The letter-writing task revealed more about students' learning than a traditional test would have, Lewin says, because it called on students to do something with their knowledge—not just regurgitate it. For the same reason, the task was "definitely more inherently motivating," he believes. "Kids are more motivated to write to dead monarchs than to take a test."

This performance assessment—and the challenges it poses—are representative of the new trends in assessment. To give readers an overview of these trends, Education Update spoke with 10 experts in the field, who offered their perspectives on how the assessment of student learning is changing, and why. Chief among these trends are educators' efforts to assess active learning and to base assessments on clearly defined standards.

Assessing Active Learning. To assess learning goals that transcend mere recall, educators are experimenting with performance assessments, such as projects, exhibitions, and portfolios. The urge to get beyond rote learning is widespread, experts agree. Today's teachers don't want to just dispense knowledge, Lewin says. Besides teaching about history, literature, and mathematics, teachers also want to give students opportunities to be historians, literary critics, and mathematicians. This new emphasis on active learning requires assessment tasks that call on students to write, debate, create products, conduct experiments, and so on.

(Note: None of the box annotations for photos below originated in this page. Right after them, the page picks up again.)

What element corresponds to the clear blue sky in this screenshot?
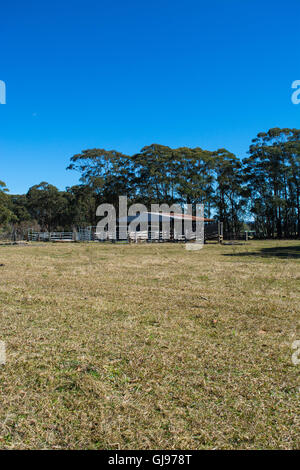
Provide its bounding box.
[0,0,300,193]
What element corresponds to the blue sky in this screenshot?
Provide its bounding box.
[0,0,300,193]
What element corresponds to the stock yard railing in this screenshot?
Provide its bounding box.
[28,230,76,242]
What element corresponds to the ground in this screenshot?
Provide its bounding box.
[0,241,300,449]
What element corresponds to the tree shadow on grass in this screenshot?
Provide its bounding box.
[224,244,300,259]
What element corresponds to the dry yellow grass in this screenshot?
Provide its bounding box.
[0,241,300,449]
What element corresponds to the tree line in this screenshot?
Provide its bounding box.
[0,128,300,238]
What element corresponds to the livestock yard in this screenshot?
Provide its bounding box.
[0,241,300,449]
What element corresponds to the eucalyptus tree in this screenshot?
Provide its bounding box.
[67,148,133,205]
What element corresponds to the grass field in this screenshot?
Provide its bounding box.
[0,241,300,449]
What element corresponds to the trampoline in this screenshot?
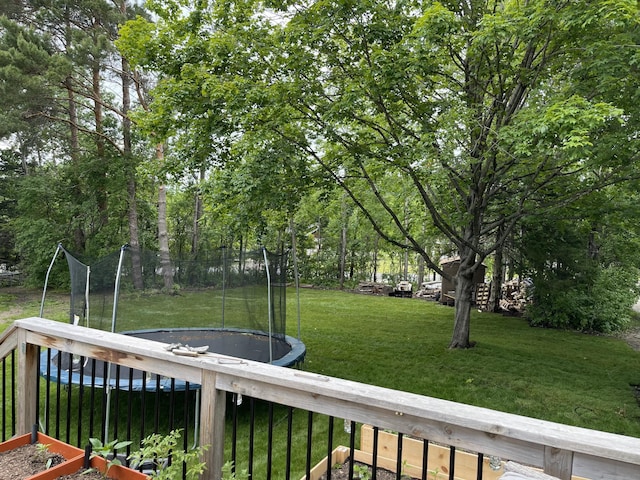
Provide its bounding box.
[39,245,306,391]
[40,328,306,392]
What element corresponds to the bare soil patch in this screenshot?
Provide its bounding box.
[319,461,414,480]
[0,444,64,480]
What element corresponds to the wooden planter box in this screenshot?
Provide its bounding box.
[0,432,84,480]
[354,425,587,480]
[60,452,149,480]
[0,432,149,480]
[360,425,504,480]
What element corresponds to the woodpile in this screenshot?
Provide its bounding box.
[500,279,533,313]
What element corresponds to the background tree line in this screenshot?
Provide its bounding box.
[0,0,640,348]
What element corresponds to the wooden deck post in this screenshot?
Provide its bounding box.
[544,446,573,480]
[200,370,226,480]
[16,329,38,435]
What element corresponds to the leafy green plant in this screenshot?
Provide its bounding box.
[88,438,131,478]
[353,465,371,480]
[36,443,53,470]
[129,430,209,480]
[222,460,249,480]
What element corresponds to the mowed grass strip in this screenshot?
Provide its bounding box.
[288,290,640,436]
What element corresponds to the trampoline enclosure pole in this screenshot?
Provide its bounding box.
[262,247,273,363]
[285,217,301,340]
[40,244,62,318]
[83,265,91,327]
[111,245,127,333]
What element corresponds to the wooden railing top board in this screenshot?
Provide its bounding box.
[7,317,640,473]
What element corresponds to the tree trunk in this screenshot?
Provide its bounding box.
[191,167,205,258]
[91,55,109,226]
[449,247,476,348]
[339,194,347,290]
[156,144,173,293]
[487,245,504,312]
[121,54,144,290]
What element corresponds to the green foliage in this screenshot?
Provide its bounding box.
[520,189,640,333]
[129,430,207,480]
[89,438,131,478]
[353,465,371,480]
[222,460,249,480]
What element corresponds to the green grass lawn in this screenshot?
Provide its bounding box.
[0,289,640,437]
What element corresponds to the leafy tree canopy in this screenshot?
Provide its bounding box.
[120,0,638,348]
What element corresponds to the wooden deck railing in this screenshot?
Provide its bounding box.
[0,318,640,480]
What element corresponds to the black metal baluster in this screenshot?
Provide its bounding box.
[140,371,147,438]
[349,421,356,478]
[231,393,240,472]
[153,375,160,433]
[327,416,333,480]
[76,356,86,447]
[55,352,63,438]
[35,345,42,440]
[371,427,379,480]
[64,353,73,443]
[182,382,189,479]
[449,447,456,480]
[112,364,120,440]
[11,350,15,436]
[2,358,5,442]
[247,397,256,478]
[169,378,176,431]
[396,432,402,480]
[89,358,98,438]
[127,368,133,466]
[267,402,273,480]
[306,411,313,478]
[422,440,429,480]
[44,349,51,435]
[285,407,293,480]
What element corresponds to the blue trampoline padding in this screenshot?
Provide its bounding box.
[40,328,306,392]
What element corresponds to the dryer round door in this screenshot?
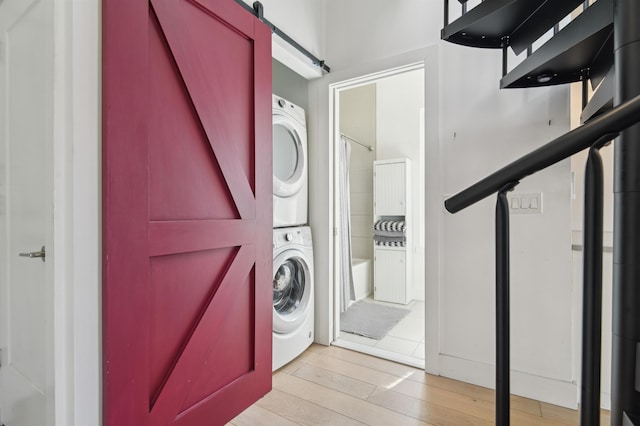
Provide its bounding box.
[273,112,307,197]
[273,249,313,334]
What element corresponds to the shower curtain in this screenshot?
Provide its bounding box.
[339,137,356,312]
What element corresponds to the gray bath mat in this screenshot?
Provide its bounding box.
[340,300,410,340]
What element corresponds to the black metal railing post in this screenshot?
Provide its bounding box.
[611,0,640,426]
[580,145,604,426]
[443,0,449,28]
[496,182,518,426]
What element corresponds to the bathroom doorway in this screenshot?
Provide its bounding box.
[330,63,426,368]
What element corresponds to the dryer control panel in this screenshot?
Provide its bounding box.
[273,226,312,249]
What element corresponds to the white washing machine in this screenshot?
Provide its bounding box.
[272,95,309,228]
[273,226,314,371]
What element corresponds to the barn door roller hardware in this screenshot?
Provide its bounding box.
[236,0,331,72]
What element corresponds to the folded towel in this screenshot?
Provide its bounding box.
[373,220,406,232]
[375,241,407,247]
[373,235,407,243]
[373,229,405,237]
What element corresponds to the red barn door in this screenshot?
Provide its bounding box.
[102,0,273,426]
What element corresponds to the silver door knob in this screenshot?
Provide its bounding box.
[20,246,46,262]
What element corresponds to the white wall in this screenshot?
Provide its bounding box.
[376,69,425,300]
[440,45,576,406]
[309,0,576,406]
[326,0,443,71]
[340,84,376,259]
[571,83,615,408]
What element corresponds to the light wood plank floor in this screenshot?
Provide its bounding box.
[229,345,609,426]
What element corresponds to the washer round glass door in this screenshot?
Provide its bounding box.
[273,249,312,333]
[273,112,306,197]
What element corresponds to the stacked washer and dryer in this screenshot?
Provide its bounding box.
[272,95,314,370]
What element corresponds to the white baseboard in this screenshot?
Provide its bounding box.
[440,354,580,410]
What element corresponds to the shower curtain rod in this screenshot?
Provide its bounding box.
[340,133,373,151]
[234,0,331,72]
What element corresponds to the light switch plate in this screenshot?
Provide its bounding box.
[507,192,542,214]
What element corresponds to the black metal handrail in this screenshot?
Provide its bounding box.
[444,95,640,213]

Using such performance assessments sends a new message to students, says Jay McTighe, director of the Maryland Assessment Consortium. A reliance on multiple-choice tests conveys to students that what's worth learning is bits of knowledge that can be quickly recalled or recognized. Performance assessments, on the other hand, convey to students that educators value in-depth understanding, the ability to apply knowledge in new situations, and high-quality work.

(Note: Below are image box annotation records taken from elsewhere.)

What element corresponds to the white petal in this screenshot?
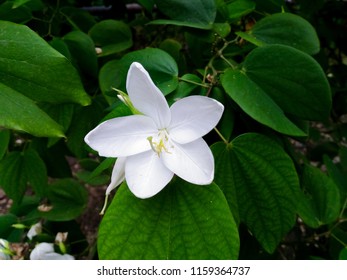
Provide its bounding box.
[161,138,214,185]
[168,96,224,144]
[126,62,171,129]
[125,150,174,198]
[106,157,126,195]
[84,115,158,157]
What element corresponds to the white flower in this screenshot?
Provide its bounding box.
[85,62,224,198]
[27,222,42,240]
[30,242,75,260]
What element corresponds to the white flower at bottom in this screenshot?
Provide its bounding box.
[30,242,75,260]
[85,62,224,198]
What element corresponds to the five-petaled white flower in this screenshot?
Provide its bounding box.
[85,62,224,198]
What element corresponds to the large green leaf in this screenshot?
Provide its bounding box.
[0,82,64,137]
[0,21,90,105]
[212,133,299,253]
[0,149,48,202]
[298,165,341,228]
[99,48,178,104]
[98,178,239,260]
[151,0,217,29]
[89,19,133,56]
[236,13,319,54]
[222,69,305,136]
[242,45,331,120]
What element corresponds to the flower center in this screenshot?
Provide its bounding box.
[147,128,172,157]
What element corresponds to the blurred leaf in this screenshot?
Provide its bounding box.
[236,13,319,55]
[37,179,88,221]
[59,6,96,33]
[99,48,178,99]
[0,1,32,23]
[0,83,64,137]
[89,19,133,56]
[150,0,216,29]
[0,214,22,242]
[12,0,31,9]
[98,178,239,260]
[298,164,341,228]
[0,21,90,105]
[0,129,10,160]
[63,31,98,78]
[224,0,255,20]
[0,149,48,203]
[212,133,299,253]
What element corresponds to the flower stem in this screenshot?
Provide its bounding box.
[214,127,229,144]
[178,77,210,88]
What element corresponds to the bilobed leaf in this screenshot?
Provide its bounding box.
[212,133,299,253]
[0,21,90,105]
[237,13,319,54]
[298,165,341,228]
[222,69,305,136]
[151,0,217,29]
[0,83,64,137]
[0,149,48,202]
[0,152,27,202]
[221,45,331,136]
[89,19,133,56]
[211,142,240,224]
[98,178,239,260]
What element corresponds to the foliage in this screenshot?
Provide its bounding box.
[0,0,347,259]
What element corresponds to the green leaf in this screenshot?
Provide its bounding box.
[63,31,98,78]
[212,133,299,253]
[0,214,18,240]
[99,48,178,98]
[37,179,88,221]
[0,1,32,23]
[224,0,255,20]
[243,45,331,120]
[22,149,48,197]
[59,6,96,33]
[12,0,31,9]
[0,152,27,202]
[236,13,319,54]
[0,129,10,160]
[89,19,133,56]
[221,45,331,136]
[0,21,90,105]
[151,0,217,29]
[211,142,240,224]
[98,178,239,260]
[222,69,305,136]
[0,149,48,203]
[298,165,341,228]
[0,83,64,137]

Standards. Educators are also moving to a standards-based system: They are rejecting norm-referenced tests, which measure students against one another, in favor of criterion-referenced assessments. The latter judge student work against standards (typically embodied in scoring rubrics), so all students potentially can do well. The bell-shaped curve is no longer taken for granted.

The shift to standards-based assessment helps create "a culture of success," says Charlotte Danielson, project coordinator for the South Brunswick (N.J.) Township Schools. Having rejected the norm-referenced paradigm, teachers can say to students, "Here's the challenge—and everybody in here can get up to an acceptable level. We don't have to have any failure."

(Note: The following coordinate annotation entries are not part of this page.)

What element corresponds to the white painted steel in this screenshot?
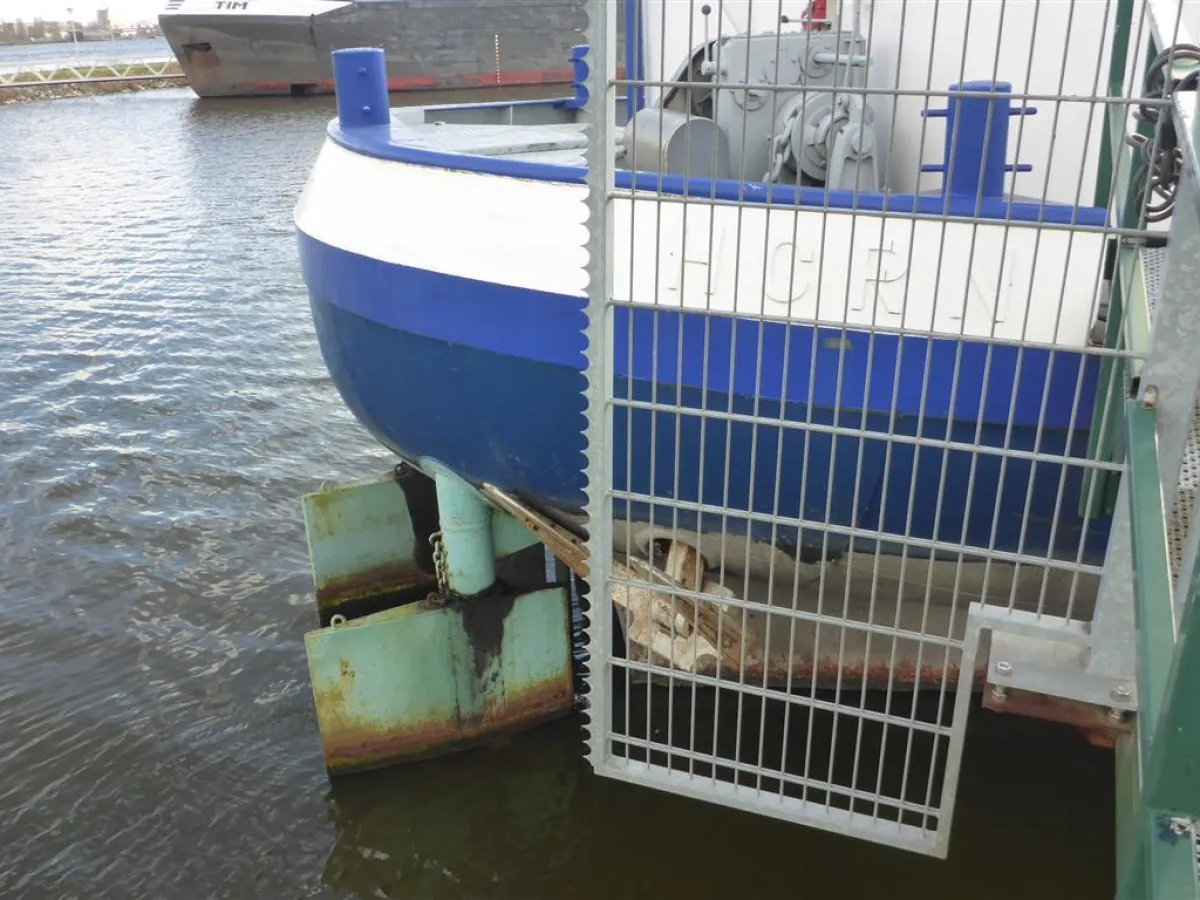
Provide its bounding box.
[295,143,1104,348]
[587,0,1192,857]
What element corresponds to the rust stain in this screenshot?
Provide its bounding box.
[322,671,575,774]
[456,595,516,683]
[317,563,437,612]
[983,688,1133,746]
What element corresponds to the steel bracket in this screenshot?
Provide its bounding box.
[967,604,1138,715]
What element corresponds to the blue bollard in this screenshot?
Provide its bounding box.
[920,82,1037,200]
[334,47,391,128]
[564,43,589,109]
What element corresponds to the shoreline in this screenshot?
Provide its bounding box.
[0,78,187,107]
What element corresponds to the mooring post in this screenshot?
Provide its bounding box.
[920,82,1037,200]
[334,47,391,128]
[433,468,496,596]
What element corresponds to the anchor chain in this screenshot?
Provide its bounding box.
[763,106,800,185]
[426,530,450,606]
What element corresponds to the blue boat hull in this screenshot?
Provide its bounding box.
[300,234,1109,563]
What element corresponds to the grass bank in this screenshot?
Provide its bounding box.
[0,61,187,106]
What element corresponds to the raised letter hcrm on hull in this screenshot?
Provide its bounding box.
[614,199,1104,347]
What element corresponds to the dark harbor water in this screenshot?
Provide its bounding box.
[0,90,1115,900]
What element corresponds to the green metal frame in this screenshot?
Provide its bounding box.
[1117,400,1200,900]
[1081,0,1200,900]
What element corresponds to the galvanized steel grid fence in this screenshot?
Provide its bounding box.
[588,0,1200,856]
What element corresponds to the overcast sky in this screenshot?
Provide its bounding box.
[0,0,167,24]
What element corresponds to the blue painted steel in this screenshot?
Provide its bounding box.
[301,250,1108,563]
[329,19,1108,226]
[299,234,1097,428]
[334,47,391,128]
[564,43,590,109]
[432,461,496,596]
[329,115,1108,227]
[625,0,646,116]
[922,82,1037,204]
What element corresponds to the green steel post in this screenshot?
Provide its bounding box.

To create a culture of success, "it helps enormously to involve students in developing rubrics," which spell out the criteria for different levels of performance, Danielson says. In the past, the assessment process has been "kind of mysterious," she contends; students were "shooting blind." But when students are involved in developing assessment criteria, "the kids know what they have to do to [perform] well—and guess what? They do it."

Lewin's letter-writing task illustrates what the shift to rubrics entails. Before his students wrote their letters to the Spanish king and queen, Lewin discussed with them the characteristics of an excellent persuasive letter. Together they brainstormed specific criteria by which the letters would be evaluated. Like Danielson, Lewin believes it's important to use "class-generated" assessment criteria, so students will feel ownership in the way their work is rated.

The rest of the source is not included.